A bad copy of Mr. Einstein.

Space doesn't exsist

Pizza is just bread with toppings

Chocolate isn't brown

Dr. Einstein "If this was named after me, just because my last name is einstein.. I am gonna kill the person who made this!"

Note: Dr. Einstein was the one who made this

Space Is white, not black

Space still doesn't exsist

Mindblown is just a quote, if you really were mindblown you would't have a head.

Dr. Dan "Who the fuck made this?!"

Mr. Einstein "Mr. Einstein."

Dr. Dan "Now who the fuck is that? some kind of?.. uh… insect?"

Note: Dr. Dan have been affected by stupidity.

Stupid is just a word, doesn't mean you're stupid.

Interesting fact: You are stupid

Doors are just planks of wood with a handle.

Pink is just a color, not something to use to judge others.

If you like pink, you're dead to me and you probably stink like shit.

Schools are stupid

Stay in school kids

LEARN STUFF

If you remove the "L" from the previous line, you get: "EARN STUFF!"

If you are reading this, you are…

You choose yourself what the previous line should say.

Just not pink

You are pink

Dr. Work "What the fuck?"

DR. WORK WORKS TO MUCH

AHAHAHAHAHAHAHHA

Reindeers like to eat bananas.

Nearly 880% of all animals on earth have six legs.

You don't exsist.

Einstein is clever and invented the chopper

It's called a helicopter, not a chopper

Two plus two is four, minus one that's three, quick maths!

Shut up you dumb cunt.

Dr. May "I request this gets deleted."

Dr. May was born in May

Dr. May "No I wasn't! It's just short for my last name Maynard!"

Dr. May secretly sucks d-

Dr. May "OKAY! Let's stop it right there, I will use my termination thingy I got!"

Mumbling in background

Dr. May "Why the fuck can't am I not allowed?!"

More Mumbling

Dr. May "THAT DOESN'T EVEN MAKE SENSE!"

Dr. May "I hate my job."

Dr. May is gay.

Albert Einstein was an avid bodybuilder.

Yeh boi, I was rigged

Every 48 seconds a UK citizen disappears in IKEA and is never seen again.

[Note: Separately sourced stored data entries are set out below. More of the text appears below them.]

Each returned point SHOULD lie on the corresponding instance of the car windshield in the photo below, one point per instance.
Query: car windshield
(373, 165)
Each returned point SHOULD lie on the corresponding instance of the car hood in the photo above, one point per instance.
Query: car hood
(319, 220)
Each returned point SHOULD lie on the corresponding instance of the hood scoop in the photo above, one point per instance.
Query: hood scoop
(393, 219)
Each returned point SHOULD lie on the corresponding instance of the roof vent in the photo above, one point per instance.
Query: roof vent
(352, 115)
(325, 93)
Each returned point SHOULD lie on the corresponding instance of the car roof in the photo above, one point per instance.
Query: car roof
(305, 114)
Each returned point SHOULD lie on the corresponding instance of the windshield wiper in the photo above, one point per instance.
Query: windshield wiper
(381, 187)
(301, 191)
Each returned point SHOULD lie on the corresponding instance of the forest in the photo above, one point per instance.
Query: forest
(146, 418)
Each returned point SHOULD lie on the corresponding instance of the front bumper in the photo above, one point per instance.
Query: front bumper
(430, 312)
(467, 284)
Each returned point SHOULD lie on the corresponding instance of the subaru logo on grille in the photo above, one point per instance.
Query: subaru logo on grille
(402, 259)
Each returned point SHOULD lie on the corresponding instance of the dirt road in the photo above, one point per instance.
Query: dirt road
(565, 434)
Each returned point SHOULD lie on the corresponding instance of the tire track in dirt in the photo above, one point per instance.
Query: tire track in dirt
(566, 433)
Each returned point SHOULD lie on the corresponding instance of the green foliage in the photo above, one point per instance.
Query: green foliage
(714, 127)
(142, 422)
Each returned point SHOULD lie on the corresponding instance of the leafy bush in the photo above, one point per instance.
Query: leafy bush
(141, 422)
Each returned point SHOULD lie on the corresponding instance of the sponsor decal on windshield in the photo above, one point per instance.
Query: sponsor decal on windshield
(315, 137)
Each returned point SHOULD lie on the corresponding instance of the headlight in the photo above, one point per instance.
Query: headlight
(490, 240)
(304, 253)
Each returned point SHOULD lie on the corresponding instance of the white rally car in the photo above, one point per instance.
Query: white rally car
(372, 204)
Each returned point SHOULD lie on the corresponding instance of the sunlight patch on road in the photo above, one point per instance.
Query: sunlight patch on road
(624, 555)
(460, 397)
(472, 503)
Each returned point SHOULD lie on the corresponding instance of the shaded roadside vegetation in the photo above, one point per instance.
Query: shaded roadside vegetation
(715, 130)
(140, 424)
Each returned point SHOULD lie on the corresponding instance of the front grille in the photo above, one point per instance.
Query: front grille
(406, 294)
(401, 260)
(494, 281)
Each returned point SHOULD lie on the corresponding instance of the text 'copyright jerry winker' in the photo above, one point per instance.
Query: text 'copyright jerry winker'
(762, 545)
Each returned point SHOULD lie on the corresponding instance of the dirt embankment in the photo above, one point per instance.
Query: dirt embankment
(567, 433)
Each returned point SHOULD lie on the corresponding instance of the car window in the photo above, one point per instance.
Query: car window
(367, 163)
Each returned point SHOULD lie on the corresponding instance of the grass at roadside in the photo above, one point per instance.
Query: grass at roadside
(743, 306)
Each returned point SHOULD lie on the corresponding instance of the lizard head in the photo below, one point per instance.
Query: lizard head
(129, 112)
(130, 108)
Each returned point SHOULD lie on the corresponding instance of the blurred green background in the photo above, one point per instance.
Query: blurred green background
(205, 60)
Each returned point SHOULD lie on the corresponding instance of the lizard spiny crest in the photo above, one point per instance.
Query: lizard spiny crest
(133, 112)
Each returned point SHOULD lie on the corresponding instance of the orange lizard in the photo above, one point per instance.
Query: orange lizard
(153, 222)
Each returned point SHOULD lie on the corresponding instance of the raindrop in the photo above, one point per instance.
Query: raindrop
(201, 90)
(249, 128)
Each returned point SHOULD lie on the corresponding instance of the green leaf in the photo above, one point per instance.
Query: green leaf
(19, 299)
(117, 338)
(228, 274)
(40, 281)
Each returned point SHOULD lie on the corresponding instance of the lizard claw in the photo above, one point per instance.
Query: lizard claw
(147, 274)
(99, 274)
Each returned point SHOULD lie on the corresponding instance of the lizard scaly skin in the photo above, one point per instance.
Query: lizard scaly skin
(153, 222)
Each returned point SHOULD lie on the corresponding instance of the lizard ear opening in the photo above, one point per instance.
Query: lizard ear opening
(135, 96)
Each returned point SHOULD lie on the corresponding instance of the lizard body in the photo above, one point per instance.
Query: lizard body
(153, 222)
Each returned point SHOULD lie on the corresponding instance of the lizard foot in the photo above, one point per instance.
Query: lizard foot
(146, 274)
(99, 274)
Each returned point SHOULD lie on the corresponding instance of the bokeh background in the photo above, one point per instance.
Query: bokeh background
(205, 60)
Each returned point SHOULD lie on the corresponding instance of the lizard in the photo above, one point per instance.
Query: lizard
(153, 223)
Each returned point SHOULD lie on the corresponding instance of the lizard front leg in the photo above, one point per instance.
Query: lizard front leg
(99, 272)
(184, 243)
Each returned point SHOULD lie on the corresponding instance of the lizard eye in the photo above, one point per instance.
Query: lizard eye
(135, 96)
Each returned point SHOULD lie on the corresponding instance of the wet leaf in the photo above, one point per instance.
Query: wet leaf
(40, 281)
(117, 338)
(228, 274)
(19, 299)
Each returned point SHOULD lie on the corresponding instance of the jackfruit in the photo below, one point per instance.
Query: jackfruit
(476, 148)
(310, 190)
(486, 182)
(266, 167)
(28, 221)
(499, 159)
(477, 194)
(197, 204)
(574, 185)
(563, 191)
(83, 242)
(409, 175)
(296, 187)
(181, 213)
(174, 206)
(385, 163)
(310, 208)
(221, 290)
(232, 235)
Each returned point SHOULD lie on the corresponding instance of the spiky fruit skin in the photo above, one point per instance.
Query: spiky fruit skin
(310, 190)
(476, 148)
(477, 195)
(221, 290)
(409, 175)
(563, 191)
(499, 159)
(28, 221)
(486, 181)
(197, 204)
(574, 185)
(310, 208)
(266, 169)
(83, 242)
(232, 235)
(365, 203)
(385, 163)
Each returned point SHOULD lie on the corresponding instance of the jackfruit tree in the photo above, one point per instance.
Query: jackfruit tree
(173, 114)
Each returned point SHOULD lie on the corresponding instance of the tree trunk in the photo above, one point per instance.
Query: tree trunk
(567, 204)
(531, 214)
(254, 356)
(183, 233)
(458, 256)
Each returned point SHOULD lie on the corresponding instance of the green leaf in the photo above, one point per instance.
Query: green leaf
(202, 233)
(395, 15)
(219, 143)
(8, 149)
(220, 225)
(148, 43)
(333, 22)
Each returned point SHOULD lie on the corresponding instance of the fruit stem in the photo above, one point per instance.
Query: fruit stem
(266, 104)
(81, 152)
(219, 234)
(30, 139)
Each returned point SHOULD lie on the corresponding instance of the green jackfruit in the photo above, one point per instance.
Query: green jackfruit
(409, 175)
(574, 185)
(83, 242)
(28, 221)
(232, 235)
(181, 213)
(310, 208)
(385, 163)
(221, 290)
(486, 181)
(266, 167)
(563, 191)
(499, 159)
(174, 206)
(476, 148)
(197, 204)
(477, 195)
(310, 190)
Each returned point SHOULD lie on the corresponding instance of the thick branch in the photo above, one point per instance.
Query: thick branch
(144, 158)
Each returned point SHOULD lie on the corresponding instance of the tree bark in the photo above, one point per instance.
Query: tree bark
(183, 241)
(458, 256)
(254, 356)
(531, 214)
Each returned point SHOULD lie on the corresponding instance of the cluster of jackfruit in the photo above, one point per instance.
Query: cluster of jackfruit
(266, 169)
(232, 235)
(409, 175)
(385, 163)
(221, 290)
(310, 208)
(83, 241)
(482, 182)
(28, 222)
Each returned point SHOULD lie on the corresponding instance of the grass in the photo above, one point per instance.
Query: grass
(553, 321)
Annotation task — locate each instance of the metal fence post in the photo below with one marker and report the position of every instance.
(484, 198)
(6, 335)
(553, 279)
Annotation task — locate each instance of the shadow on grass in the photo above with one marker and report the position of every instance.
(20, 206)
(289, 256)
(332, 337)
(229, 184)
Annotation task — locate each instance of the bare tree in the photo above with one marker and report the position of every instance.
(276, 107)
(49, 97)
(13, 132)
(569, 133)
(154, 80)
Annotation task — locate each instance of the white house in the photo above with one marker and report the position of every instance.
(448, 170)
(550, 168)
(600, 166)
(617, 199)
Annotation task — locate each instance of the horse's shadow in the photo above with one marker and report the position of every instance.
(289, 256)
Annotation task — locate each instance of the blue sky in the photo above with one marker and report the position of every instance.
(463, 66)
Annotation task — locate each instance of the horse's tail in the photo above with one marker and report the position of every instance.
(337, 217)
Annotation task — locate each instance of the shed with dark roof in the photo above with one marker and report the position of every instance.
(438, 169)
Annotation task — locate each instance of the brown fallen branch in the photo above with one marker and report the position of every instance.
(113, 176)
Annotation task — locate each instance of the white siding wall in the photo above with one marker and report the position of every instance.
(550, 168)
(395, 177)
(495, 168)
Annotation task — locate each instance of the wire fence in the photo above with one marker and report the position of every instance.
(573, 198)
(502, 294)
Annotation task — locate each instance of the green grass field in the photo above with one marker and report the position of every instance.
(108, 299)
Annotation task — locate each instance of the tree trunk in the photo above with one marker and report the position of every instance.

BOIIIIIIIIIIIIIIIIIIIIIIIIIIIIIIIIIIIIIIIIIIIIIIIIIIIIIIIIIIIII

don't sweat it. 68% of people have trouble with homophones.

Wrong. 68% of people have trouble with homos.

Wrong. 69% of people have trouble with homos.

75% of Canadians will arm wrestle a bear at some point in their life. Only 21% will win.

46% of all statistics are made up.

Dr. Work "STOP WITH THESE FAKE FACTS!"

Dr. Dan "DUUuuuu- Duuuuude let it be"

*Dr. Work is seen slapping Dr. Dan*

Dr. Work "WAKE UP MOTHERFU-"

APRIL FOOLS

It's not april.

2. Nutella was invented during WWII, when an Italian pastry maker mixed hazelnuts into chocolate to extend his chocolate ration.

1. I will switch 2 and 1

The title should be "A genius copy of mr nietsnie."

If you spell "Nietsnie" backwards you get "Einstein"

That proves how clever I am! Because you didn't know that!